In the early 1930s at the onset of the Great Depression, the textile industry was in decline. To provide employment, the city sought to clear out the underbrush and place a wall around the springs to control flow and prevent groundwater contamination. The city obtained assistance through to the Texas Rehabilitation and Relief Commission established under the Federal Emergency Relief Act.

In 1934 two concrete pools were also constructed on the property as part of a fish rearing pond lease. The ponds are gone but some of the 1930s structures are still present on the property as well as rock walls lining the original spring flow area.

By the end of 1936, the spring had also been capped and two drilled wells were in operation on the property. A third well was drilled in December, 1944.

The New Braunfels Utilities began in 1942 as an electric company. In 1959, the company took over the sewer and water systems and in 1960s NBU moved their operations to the water works site.

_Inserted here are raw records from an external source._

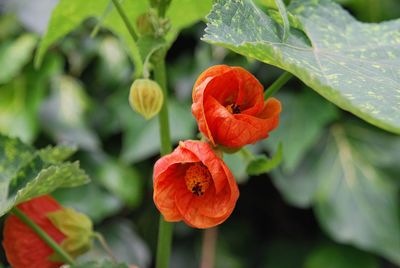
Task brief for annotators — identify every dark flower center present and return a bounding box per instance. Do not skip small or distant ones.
[225,103,240,114]
[185,163,211,196]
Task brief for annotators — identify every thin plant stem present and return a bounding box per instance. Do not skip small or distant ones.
[112,0,138,42]
[200,227,218,268]
[93,232,117,263]
[11,207,75,265]
[154,52,173,268]
[264,72,293,99]
[153,55,172,155]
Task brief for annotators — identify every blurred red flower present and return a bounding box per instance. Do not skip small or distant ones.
[192,65,281,148]
[3,195,66,268]
[153,141,239,228]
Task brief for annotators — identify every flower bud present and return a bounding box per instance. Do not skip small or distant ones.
[129,79,164,120]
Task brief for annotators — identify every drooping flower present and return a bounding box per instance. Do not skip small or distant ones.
[153,141,239,228]
[192,65,281,148]
[3,195,92,268]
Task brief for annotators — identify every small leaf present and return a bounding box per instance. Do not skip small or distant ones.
[246,143,282,175]
[0,135,89,216]
[0,33,37,84]
[53,184,123,223]
[38,145,78,164]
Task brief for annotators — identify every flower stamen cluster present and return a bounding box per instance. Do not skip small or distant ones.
[153,65,281,228]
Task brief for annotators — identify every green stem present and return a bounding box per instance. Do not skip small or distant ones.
[112,0,138,42]
[11,207,75,265]
[264,72,293,99]
[154,52,173,268]
[153,55,172,155]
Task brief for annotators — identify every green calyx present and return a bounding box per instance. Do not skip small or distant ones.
[47,208,94,261]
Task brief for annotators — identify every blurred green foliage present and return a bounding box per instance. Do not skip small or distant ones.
[0,0,400,268]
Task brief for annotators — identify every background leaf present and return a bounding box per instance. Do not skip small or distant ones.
[0,33,37,84]
[274,125,400,263]
[0,135,89,216]
[246,143,282,175]
[262,88,338,173]
[304,244,381,268]
[67,261,129,268]
[204,0,400,134]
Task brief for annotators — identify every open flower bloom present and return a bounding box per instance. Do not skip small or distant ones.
[153,141,239,228]
[192,65,281,148]
[3,195,92,268]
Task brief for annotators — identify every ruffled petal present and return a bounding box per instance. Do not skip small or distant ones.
[153,163,188,221]
[3,196,65,268]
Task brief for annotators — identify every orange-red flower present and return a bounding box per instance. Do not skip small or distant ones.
[153,141,239,228]
[3,195,93,268]
[192,65,281,148]
[3,195,66,268]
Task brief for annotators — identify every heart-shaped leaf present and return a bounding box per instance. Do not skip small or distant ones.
[204,0,400,133]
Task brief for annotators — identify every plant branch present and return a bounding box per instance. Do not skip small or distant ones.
[112,0,138,42]
[11,207,75,265]
[264,72,293,99]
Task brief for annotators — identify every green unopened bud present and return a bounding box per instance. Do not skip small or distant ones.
[129,79,164,120]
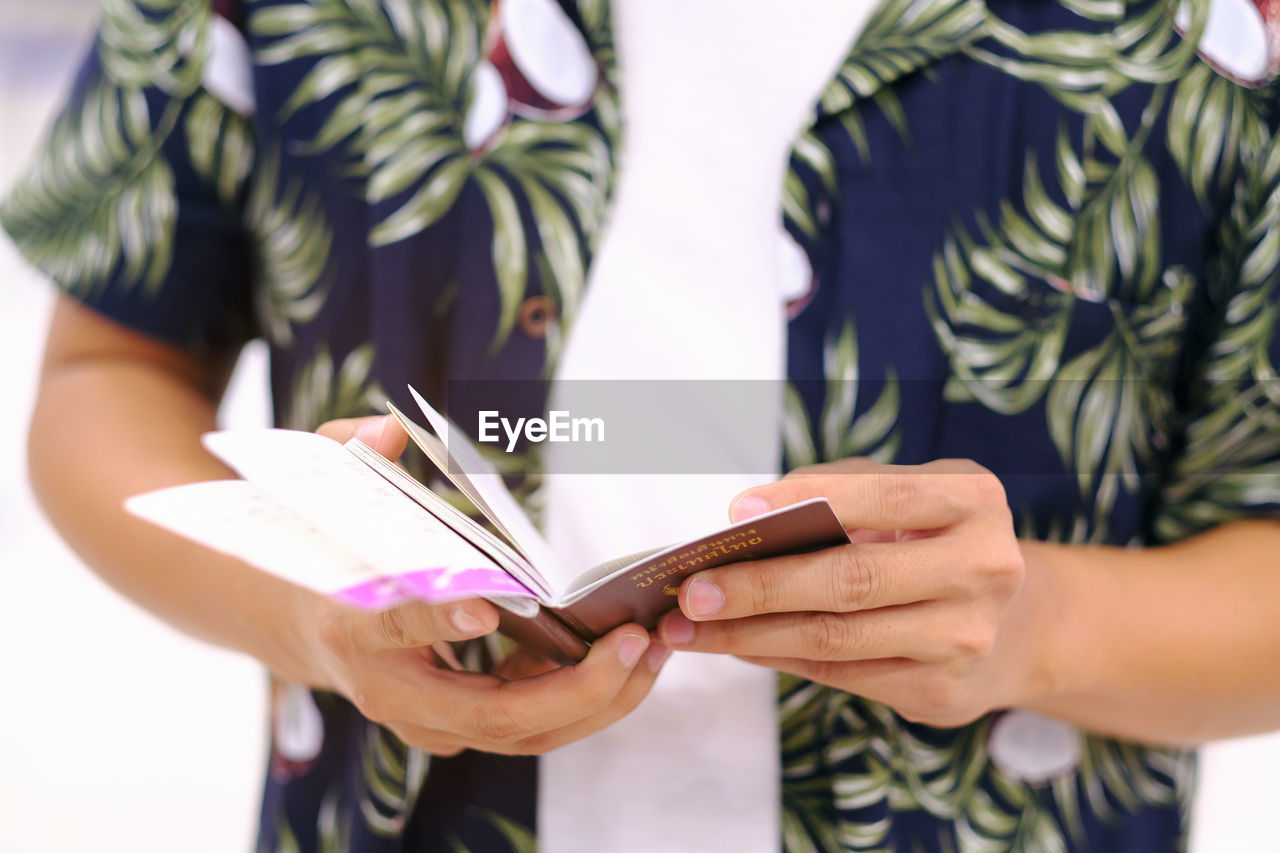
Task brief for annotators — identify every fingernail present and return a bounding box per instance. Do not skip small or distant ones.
[618,634,649,670]
[685,578,724,617]
[658,611,695,646]
[644,642,671,672]
[356,415,387,450]
[730,494,769,521]
[449,605,485,634]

Although our water supply is no longer taken directly from the headwater springs, some of our water is still taken from the wells on the property. The New Braunfels Utilities still maintains the property and they have a great project to preserve the property and springs.

The Comal Springs Conservation Center project is being sponsored by the NBU aided by the New Braunfels Area Community Foundation. The five-phase project will take approximately five years to complete. From the project brochure: “In keeping with a longstanding commitment to the environment and to the community NBU plans to restore and develop this site into a multi-use facility which enhances the community’s relationship with nature. The development will be a teaching tool which honors the cultural and environmental history of the site and area while encouraging future stewardship of the environment, water and community.” This will include the restoration of the Comal Springs headwaters and transform the 16+ acres of asphalt into native landscape. There will be public facilities and use of historic structures to reconnect the community to its natural water and ecology.

New Braunfels and Comal County are very conservation conscious and this is another example of conservation and restoration.